Pete Carroll claims that the Maxx Crosby situation is “settled,” yet his statements expose a recurring issue for the Las Vegas Raiders: a sound decision made to shut things down, but communicated through a confusing and unclear chain of command.
Carroll wants the Raiders to “have a good time” this week. Same routine, same message: bring the right attitude, and the vibe will take care of itself. It is classic Carroll. It is also the kind of line that lands differently when a season is already over and the most valuable thing on the field is not a win, but a body part.
That is where Maxx Crosby comes in…
Carroll said the issue is “absolutely” settled. He called Crosby “amazing,” said he was “right there with him fighting the decisions,” and praised the pass rusher’s willingness to “put his body on the line no matter what.” He even admitted Crosby is not “always going to be the clearest” when he is in the middle of it.
Here is the uncomfortable truth: Crosby is not supposed to be clear. That is not his job. Crosby’s job is his obsession. The Raiders market that obsession. They sell “no plays off” as a brand. They celebrate it until the moment the bill comes due—until the franchise has to protect the player from the very trait it promotes. At the heart of the issue, that’s what it came down to. The Raiders had to protect No. 98 from himself.
Carroll’s explanation reveals more than he likely intended. He framed the shutdown as a process with many hands on the wheel: doctors, the surgeon who may operate, and “everybody” contributing. That sounds responsible. It also sounds like an organization trying to spread ownership of a hard call, because hard calls create friction, and friction exposes power.
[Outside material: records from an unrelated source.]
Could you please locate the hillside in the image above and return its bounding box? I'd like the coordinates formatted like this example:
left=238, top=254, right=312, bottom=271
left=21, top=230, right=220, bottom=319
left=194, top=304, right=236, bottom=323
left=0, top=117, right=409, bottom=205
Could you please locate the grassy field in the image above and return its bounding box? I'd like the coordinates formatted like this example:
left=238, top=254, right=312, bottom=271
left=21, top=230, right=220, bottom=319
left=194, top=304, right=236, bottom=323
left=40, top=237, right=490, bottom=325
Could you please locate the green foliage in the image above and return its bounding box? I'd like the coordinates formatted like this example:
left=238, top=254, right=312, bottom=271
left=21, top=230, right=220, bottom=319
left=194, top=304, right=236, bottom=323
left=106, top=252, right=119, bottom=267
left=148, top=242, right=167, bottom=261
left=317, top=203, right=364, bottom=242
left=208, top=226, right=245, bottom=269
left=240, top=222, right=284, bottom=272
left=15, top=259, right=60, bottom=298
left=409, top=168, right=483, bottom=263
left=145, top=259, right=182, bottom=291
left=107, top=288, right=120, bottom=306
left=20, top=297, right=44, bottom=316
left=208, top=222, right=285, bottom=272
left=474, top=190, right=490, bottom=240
Who is actually running the Raiders?
If the Raiders are truly one aligned machine, nobody is “fighting the decisions.” There is debate, then direction. When the head coach says he fought a call that still went through, it is a reminder the building has more than one steering wheel.
That is the Raiders’ habit: mistaking tone for traction. They can preach attitude and promise “a big day,” but January only asks one question—who has final say when Crosby wants to run through a wall and the franchise needs him standing in September?
Crosby did what leaders do. He pushed. Carroll did what coaches do. He cleaned up the edges. The front office and medical side did what risk managers do: they pulled the plug.
Once again, the Raiders are asking their toughest player to accept a simple reality: this team still cannot match his urgency. The bigger question now is whether it ever will—or whether Crosby’s final days in Silver and Black are already here.